Deixámos a história a meio para vê-lo chegar e quando nos apertamos numa varanda já ele caminha vagarosamente na nossa direcção. As patas monstruosas vão desenhando passos a centímetros do chão, as presas cor de marfim reluzem contra o corpo castanho, uma tromba traquina vai lançando jactos de água aos miúdos mais afoitos. A visão pouco teria de extraordinário, não tivesse este elefante o quádruplo do tamanho normal, pele de madeira e cabedal, músculos de aço, veias eléctricas e coração motorizado.
O gigante paquiderme mecânico foi o primeiro projecto das Machines de l’Île, em 2007, e é desde então uma das principais atracções turísticas da cidade. É o símbolo da nova Nantes, unindo passado e futuro da cidade. A inspiração nas viagens extraordinárias de Júlio Verne (o filho mais famoso de Nantes, nascido em 1828 num edifício da Cours Olivier de Clisson) é a mais evidente. Como não imaginar de imediato a cena de A Volta ao Mundo em 80 Dias em que Phileas Fogg e Passepartout resgatam Aouda, fugindo a trote num elefante pelas florestas indianas?
No entanto, o projecto artístico das Máquinas da Ilha — do qual ainda fazem parte o Carrossel dos Mundos Marinhos (e como não recordar, mais uma vez, as aventuras do capitão Nemo em 20 Mil Léguas Submarinas?) e a Galeria (povoada pelos vários animais robotizados que no futuro habitarão a Árvore das Garças, o terceiro e ambicioso projecto, ainda sem data) — une não só o mundo literário de Júlio Verne, como “o universo mecânico de Leonardo da Vinci e a história industrial de Nantes”. “Quisemos aproveitar a reurbanização da ilha de Nantes para trazer máquinas também elas urbanas”, começavam a contar os criadores do projecto num vídeo de apresentação quando os abandonámos para ver chegar o paquiderme hidráulico e invejar os seus 50 passageiros que nos olham de telemóveis em punho.
Localizadas na antiga zona dos estaleiros navais da cidade, as máquinas ali criadas não só se inspiram nesse passado como integram nos corpos bizarros alguns materiais ali encontrados.

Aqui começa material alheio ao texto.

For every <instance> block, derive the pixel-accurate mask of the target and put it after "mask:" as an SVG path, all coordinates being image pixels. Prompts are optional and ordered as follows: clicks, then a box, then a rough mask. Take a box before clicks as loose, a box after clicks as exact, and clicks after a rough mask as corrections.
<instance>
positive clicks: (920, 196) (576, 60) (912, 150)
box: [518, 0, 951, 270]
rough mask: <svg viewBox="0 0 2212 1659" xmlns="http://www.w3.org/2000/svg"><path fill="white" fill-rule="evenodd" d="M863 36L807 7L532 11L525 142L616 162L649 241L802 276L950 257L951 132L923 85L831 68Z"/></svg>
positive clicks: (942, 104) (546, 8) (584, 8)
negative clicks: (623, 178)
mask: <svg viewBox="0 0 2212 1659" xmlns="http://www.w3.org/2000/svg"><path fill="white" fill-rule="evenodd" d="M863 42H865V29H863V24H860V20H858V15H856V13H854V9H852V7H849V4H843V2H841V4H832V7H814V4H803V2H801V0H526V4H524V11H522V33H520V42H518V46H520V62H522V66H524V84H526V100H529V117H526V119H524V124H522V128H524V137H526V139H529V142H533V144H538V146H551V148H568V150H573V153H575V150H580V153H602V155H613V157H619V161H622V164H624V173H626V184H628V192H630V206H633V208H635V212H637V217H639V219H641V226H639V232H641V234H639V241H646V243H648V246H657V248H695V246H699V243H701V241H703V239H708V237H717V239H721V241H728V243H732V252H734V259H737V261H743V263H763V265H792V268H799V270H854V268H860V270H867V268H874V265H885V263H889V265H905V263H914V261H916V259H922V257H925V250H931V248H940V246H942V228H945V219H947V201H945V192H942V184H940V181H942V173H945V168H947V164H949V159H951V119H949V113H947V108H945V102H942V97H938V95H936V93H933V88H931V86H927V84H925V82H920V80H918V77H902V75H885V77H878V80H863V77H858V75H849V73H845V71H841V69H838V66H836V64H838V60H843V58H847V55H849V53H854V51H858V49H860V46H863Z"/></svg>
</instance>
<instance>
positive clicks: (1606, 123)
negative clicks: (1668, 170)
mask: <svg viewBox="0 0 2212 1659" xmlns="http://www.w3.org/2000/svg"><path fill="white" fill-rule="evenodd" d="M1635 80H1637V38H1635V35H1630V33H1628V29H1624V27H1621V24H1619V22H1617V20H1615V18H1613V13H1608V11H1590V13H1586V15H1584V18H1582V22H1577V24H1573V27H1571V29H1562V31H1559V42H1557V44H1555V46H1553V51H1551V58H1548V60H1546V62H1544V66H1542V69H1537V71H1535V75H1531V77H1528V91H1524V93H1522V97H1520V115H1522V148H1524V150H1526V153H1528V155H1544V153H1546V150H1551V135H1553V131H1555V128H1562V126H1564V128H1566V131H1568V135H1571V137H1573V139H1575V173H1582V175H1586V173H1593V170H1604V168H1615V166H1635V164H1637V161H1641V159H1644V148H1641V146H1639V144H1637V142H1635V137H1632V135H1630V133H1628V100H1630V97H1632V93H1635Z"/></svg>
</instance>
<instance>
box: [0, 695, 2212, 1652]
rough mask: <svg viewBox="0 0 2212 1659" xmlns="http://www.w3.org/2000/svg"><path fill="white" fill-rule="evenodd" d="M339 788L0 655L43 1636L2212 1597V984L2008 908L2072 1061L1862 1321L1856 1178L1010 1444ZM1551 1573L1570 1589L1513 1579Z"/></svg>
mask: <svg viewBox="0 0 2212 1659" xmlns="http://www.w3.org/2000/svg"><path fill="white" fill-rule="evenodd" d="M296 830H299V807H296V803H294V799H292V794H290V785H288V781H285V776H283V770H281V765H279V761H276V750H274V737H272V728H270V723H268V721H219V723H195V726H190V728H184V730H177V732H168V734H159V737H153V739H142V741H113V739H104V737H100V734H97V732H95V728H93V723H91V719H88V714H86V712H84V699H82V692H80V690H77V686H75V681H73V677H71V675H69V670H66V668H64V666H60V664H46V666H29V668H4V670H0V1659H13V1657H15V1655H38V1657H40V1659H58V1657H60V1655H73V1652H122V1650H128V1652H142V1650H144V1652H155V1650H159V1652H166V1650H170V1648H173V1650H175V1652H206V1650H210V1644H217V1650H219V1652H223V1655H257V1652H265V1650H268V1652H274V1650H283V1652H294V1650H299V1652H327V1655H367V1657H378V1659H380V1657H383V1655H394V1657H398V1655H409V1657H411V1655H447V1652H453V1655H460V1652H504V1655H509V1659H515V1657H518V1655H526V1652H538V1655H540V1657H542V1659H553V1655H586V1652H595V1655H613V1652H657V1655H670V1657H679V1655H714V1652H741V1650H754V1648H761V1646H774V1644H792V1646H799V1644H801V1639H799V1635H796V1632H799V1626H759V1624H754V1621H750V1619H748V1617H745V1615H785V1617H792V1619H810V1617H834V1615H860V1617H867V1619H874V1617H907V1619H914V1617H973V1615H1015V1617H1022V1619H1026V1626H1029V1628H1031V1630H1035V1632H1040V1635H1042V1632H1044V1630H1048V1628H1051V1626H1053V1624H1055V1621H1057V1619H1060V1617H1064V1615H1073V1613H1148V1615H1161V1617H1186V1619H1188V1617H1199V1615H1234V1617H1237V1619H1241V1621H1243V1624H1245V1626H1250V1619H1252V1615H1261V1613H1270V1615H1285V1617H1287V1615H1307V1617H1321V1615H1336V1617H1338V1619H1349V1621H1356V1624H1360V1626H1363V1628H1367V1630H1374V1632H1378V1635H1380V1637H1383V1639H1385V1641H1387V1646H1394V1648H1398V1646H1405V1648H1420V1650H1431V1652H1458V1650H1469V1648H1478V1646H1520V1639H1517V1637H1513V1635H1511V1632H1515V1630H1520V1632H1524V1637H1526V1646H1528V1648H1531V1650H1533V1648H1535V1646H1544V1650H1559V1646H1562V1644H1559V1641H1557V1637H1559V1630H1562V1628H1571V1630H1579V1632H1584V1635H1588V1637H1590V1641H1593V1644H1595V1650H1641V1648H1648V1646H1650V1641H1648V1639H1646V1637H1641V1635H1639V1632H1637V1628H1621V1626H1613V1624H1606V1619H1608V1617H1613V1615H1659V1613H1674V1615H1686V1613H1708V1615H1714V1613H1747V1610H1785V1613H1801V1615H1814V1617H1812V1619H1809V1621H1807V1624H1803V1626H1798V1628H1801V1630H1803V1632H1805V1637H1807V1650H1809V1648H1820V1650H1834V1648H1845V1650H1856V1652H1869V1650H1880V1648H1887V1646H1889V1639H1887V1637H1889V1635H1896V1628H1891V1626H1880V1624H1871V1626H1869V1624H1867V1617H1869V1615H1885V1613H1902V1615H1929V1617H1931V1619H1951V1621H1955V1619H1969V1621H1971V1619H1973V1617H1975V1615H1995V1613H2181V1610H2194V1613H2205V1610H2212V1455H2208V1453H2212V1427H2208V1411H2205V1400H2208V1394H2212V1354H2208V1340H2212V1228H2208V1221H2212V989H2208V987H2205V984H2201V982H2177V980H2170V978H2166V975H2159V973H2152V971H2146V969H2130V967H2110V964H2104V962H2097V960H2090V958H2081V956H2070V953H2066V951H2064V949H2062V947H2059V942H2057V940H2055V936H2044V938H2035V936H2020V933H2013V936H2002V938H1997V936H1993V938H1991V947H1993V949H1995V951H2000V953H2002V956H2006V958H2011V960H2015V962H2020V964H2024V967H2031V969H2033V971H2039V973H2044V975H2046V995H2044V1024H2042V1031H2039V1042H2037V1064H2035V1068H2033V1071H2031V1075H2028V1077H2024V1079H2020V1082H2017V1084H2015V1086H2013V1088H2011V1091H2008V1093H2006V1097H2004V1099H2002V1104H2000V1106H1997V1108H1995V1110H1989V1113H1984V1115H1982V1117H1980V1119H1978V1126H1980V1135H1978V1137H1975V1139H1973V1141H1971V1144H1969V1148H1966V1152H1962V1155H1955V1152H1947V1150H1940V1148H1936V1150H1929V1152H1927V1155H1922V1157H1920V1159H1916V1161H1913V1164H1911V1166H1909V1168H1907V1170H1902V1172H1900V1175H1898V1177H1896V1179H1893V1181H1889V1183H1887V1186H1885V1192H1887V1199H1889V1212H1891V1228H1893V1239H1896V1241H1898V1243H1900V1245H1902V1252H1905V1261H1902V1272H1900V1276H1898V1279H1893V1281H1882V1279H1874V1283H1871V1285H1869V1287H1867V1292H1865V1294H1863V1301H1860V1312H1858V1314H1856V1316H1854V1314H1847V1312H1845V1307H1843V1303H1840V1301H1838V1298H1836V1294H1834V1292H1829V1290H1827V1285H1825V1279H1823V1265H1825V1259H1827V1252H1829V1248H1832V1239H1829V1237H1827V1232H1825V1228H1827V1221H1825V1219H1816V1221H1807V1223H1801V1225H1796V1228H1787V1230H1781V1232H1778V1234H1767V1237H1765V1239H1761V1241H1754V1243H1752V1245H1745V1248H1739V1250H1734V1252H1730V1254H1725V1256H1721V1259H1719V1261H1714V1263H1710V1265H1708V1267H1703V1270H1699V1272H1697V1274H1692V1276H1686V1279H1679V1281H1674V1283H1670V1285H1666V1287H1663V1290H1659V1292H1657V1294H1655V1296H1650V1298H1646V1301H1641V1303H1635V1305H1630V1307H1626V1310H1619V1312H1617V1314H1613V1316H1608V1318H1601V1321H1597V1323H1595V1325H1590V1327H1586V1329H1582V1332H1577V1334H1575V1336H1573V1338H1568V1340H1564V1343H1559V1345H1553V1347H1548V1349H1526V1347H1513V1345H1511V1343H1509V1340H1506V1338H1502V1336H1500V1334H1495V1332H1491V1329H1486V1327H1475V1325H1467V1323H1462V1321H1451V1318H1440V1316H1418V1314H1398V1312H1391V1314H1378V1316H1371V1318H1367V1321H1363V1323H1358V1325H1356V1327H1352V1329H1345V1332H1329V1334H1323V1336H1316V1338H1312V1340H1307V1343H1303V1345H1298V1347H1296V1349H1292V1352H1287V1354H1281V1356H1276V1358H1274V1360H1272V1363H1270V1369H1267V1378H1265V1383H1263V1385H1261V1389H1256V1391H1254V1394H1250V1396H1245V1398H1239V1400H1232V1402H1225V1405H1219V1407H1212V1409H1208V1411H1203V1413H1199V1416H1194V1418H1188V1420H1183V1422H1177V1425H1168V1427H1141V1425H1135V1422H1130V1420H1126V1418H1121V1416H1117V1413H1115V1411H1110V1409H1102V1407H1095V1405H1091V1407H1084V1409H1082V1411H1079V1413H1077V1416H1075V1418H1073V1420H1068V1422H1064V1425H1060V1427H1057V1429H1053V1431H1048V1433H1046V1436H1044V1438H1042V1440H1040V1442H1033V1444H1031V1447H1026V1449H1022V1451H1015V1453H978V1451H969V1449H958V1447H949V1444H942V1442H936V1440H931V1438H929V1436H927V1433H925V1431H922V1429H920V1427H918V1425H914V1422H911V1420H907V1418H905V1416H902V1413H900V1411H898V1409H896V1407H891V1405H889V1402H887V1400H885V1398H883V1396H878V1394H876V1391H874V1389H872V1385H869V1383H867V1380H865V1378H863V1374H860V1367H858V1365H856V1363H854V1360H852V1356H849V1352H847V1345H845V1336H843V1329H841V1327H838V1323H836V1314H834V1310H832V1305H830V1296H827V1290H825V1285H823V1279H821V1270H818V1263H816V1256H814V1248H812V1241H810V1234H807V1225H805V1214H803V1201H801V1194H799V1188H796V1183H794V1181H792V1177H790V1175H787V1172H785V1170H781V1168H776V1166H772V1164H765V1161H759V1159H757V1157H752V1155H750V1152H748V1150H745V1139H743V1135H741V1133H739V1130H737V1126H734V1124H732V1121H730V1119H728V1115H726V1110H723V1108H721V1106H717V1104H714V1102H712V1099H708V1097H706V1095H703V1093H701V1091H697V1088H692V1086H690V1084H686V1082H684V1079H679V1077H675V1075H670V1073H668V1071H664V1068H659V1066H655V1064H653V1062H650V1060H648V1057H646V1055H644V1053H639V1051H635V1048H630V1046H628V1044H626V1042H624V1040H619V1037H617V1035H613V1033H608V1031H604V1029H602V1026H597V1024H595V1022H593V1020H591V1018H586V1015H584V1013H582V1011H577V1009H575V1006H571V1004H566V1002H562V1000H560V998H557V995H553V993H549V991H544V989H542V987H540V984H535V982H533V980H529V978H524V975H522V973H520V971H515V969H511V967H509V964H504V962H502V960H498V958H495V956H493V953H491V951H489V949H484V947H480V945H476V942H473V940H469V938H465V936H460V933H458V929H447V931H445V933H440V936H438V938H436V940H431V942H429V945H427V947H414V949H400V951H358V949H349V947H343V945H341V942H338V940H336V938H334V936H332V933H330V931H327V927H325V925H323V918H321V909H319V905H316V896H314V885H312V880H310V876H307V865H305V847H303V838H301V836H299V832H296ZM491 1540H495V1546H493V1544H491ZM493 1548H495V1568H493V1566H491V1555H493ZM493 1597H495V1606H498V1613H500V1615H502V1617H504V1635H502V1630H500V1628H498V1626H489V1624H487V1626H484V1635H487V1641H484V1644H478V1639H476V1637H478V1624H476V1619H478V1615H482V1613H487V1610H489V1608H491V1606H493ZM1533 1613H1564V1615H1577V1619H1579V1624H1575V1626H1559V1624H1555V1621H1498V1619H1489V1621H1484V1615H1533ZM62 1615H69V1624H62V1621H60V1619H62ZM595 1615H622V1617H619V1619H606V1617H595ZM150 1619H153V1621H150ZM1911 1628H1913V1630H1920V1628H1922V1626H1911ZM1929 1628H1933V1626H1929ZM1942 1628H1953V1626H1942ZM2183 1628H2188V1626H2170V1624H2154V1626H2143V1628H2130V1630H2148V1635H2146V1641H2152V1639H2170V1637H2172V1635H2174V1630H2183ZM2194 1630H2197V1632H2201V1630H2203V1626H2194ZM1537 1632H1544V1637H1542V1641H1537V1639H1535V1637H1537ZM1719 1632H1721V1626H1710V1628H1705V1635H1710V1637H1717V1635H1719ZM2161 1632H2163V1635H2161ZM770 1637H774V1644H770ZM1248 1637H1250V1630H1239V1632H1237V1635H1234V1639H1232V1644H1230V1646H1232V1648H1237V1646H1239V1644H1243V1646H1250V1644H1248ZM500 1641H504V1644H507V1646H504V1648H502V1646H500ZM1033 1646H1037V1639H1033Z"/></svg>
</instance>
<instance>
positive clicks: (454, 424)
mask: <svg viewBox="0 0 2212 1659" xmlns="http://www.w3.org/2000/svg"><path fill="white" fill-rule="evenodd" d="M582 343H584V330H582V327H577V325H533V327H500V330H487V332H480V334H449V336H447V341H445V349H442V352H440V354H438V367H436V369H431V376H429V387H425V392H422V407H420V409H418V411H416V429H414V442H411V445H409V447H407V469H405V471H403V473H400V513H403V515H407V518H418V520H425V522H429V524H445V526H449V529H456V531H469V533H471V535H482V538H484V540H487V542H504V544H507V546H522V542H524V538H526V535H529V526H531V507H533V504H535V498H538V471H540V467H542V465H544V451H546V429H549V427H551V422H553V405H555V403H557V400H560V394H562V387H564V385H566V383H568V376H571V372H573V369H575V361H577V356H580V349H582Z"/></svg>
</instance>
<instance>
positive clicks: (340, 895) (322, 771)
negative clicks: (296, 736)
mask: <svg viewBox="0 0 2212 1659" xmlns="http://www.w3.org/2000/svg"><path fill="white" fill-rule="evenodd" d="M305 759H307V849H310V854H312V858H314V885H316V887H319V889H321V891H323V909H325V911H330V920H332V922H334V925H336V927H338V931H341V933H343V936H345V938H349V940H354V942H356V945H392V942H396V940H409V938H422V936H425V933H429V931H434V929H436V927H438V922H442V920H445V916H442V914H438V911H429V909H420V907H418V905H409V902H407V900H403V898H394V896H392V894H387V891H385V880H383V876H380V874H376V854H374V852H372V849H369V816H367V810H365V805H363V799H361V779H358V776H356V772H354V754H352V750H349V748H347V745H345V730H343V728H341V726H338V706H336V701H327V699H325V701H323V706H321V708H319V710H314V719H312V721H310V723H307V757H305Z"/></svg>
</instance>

Mas o projecto é sobretudo símbolo da transformação de uma cidade, que procura olhar de forma inovadora para o passado ao mesmo tempo que se atira no futuro, com uma aposta no turismo e na arte urbana. Do vazio cinza e deprimente deixado pela transferência dos estaleiros para Saint-Nazaire e da desindustrialização do final do século, para uma cidade colorida e vibrante, com arte urbana em cada esquina. “Por ano, há cerca de seis mil pessoas a vir morar para Nantes”, ouviremos várias vezes.
Foi Jean-Marc Ayrault, então presidente da câmara de Nantes (depois primeiro-ministro francês e actualmente ministro dos Negócios Estrangeiros), que na década de 1990 viu na cultura o futuro da cidade, caminho para atrair turismo e revitalizar a economia local. O primeiro passo estava dado. Tornou-se vontade política, avultado investimento público. No entanto, seria em 2011 que a arte urbana viajava (e se implantava) definitivamente na cidade, com o nascimento do organismo municipal Le Voyage à Nantes.